Les producteurs sont confrontés à une pression croissante due à la faiblesse de la demande et à l'augmentation des stocks, malgré une hausse record de 9,3 % de la production de vin.

Les producteurs de vin suisses sont confrontés à une situation complexe, car la récolte 2025 devrait être exceptionnelle en termes de quantité et de qualité, mais les ventes restent faibles, ce qui met la pression sur l'industrie. Selon l'Office fédéral de l'agriculture, les conditions météorologiques favorables de l'année dernière ont permis aux vignobles suisses de produire 82 millions de litres de vin, soit une augmentation de 9,3 % par rapport à 2024. L'année précédente avait été marquée par des rendements particulièrement faibles, ce qui a rendu la croissance de cette année encore plus significative.

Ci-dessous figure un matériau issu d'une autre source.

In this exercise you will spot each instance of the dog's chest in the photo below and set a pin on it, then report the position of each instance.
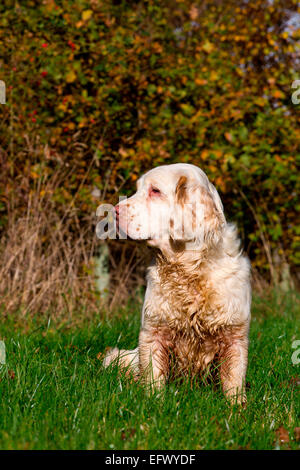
(184, 304)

L'augmentation de la production a été la plus marquée en Suisse alémanique, où la production a augmenté de 32% pour atteindre 13,7 millions de litres. En Suisse romande, la production a augmenté de 6,3 %, ce qui lui permet de rester la première région viticole du pays avec 64,4 millions de litres. En revanche, la Suisse italienne a connu une baisse de production de 8,1 % en raison des mauvaises conditions météorologiques pendant la floraison et des dégâts causés par le scarabée japonais.

Malgré la bonne récolte, les vins suisses peinent à trouver preneur. L'Office fédéral de l'agriculture note que les coûts de production élevés, la baisse des ventes et les stocks importants menacent la rentabilité de certains producteurs de vin. En conséquence, nombre d'entre eux sont contraints d'arracher leurs vignes afin de réduire l'offre et de stabiliser le marché.

Cette mesure est soutenue par le gouvernement fédéral et les autorités régionales. On estime que jusqu'à 10 % des surfaces viticoles des trois principaux cantons viticoles - Valais, Vaud et Genève - pourraient disparaître d'ici deux ans si la tendance actuelle se poursuit.

La qualité du millésime 2025 est qualifiée d'excellente par les autorités, les vins qui vieillissent actuellement dans les caves présentant des caractéristiques particulièrement remarquables. Cependant, cela n'a pas suffi à compenser les défis économiques auxquels le secteur est confronté.

Les experts du secteur soulignent que les vins suisses sont confrontés à la forte concurrence des produits importés, qui sont souvent moins chers en raison des coûts de production moins élevés à l'étranger. La consommation intérieure a également baissé ces dernières années, les préférences des consommateurs évoluant et l'incertitude économique affectant leurs habitudes de consommation.

Les producteurs et les décideurs politiques débattent actuellement de la meilleure façon de soutenir l'industrie tout en s'adaptant à l'évolution des conditions du marché. Certains préconisent des efforts de marketing accrus et des initiatives d'exportation, tandis que d'autres soulignent la nécessité d'ajustements structurels tels que la réduction de la superficie des vignobles.

Les mois à venir seront décisifs pour les viticulteurs suisses, qui devront relever ces défis et chercher des moyens d'assurer la viabilité à long terme de leur entreprise. Le gouvernement continue de suivre la situation de près et travaille avec les parties prenantes pour développer des stratégies visant à préserver le patrimoine viticole de la Suisse tout en répondant aux réalités du marché.